Classroom assistants start all out strike action
Monday, 8 October 2007
More than 3,000 classroom assistants began all out strike action today after efforts to broker a deal between management and Nipsa members failed.
The strike is likely to close about 50 special schools for the foreseeable future and it is also expected to cause disruption in hundreds of mainstream schools.
The walk outs are the culmination of a series of strikes by members of public service union Nipsa who are fighting for the retention of a 32.5 hour week, the current special needs allowance and recognition of NVQ level three.
Special schools across Northern Ireland have already been forced to close their doors for four days as a result of the industrial action.

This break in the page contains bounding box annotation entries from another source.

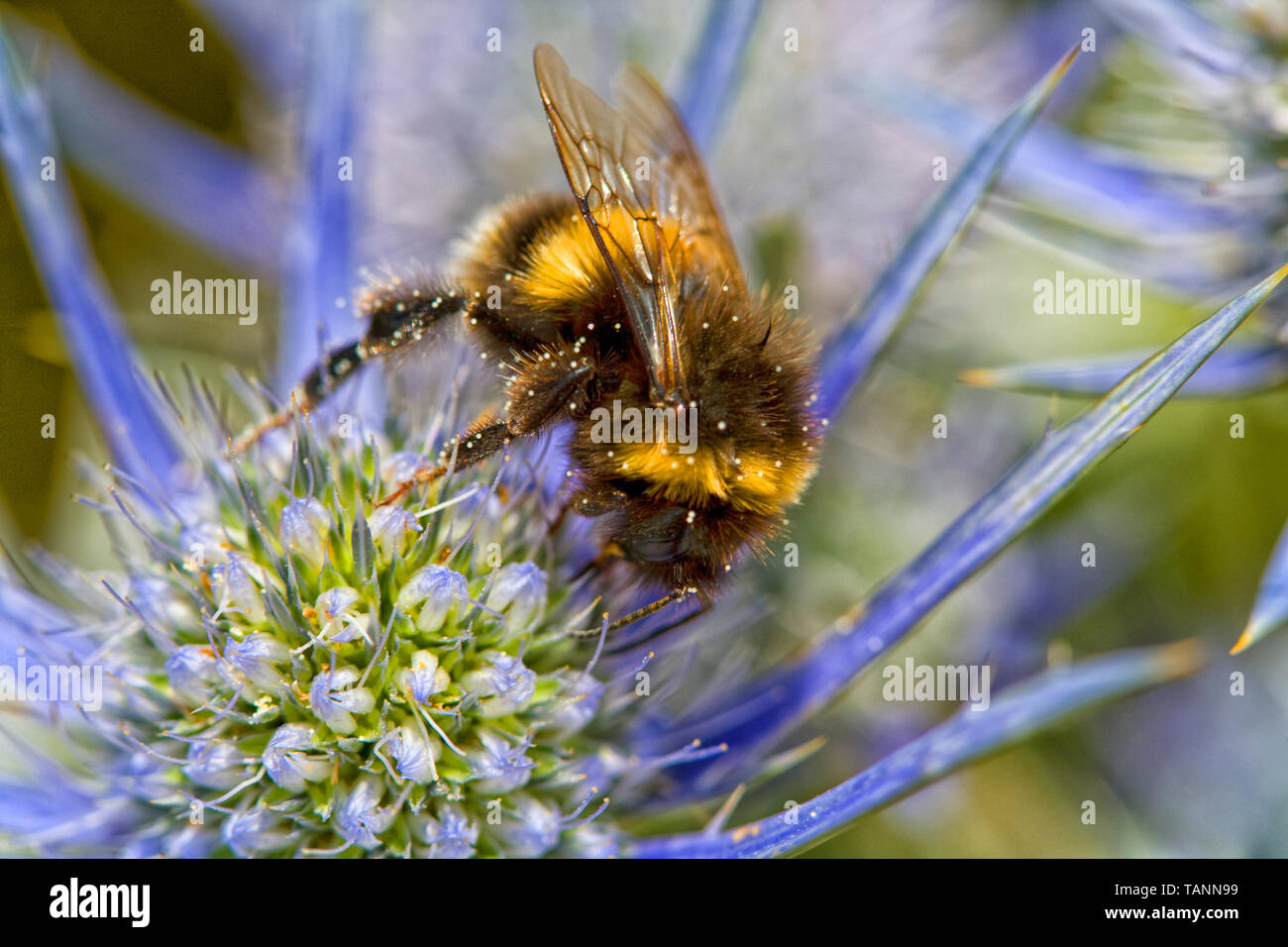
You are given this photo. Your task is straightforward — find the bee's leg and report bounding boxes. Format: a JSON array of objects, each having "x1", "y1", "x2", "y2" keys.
[
  {"x1": 376, "y1": 360, "x2": 595, "y2": 506},
  {"x1": 604, "y1": 598, "x2": 711, "y2": 655},
  {"x1": 568, "y1": 586, "x2": 705, "y2": 644},
  {"x1": 229, "y1": 278, "x2": 469, "y2": 454}
]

Tracey Newell, whose son, Conor, attends Knockbreda Primary School in east Belfast, said she believes the Education and Library Boards and Department of Education have failed children with special needs.
Ms Newell said she has not received adequate explanation from either the Department or the Board as to why contingency plans were not implemented.
"If this was mainstream schools we were talking about something would have been done," she said.
"If I didn't send my son to school I would get into trouble, yet when I contacted the Board and asked them whether they had alternative arrangements so that Conor could still go to school they said they had no statutory obligation to provide a contingency plan.
While the classroom assistant who works with her son has returned to work after deciding she could no longer afford to remain on strike, Ms Newell said she has been frustrated by the experience.
"It is the job of the Board and the Department to provide education. In any other business if industrial action was taking place a contingency plan would be put in place. It's good business practice yet the only thing they did was let the schools decide whether they could stay open or not."
As the latest strike action began, NIPSA General Secretary John Corey said members will not accept management's latest offer.
lMeanwhile, mail deliveries across the UK were expected to be crippled after up to 130,000 members of the Communication Workers Union began strike action this morning.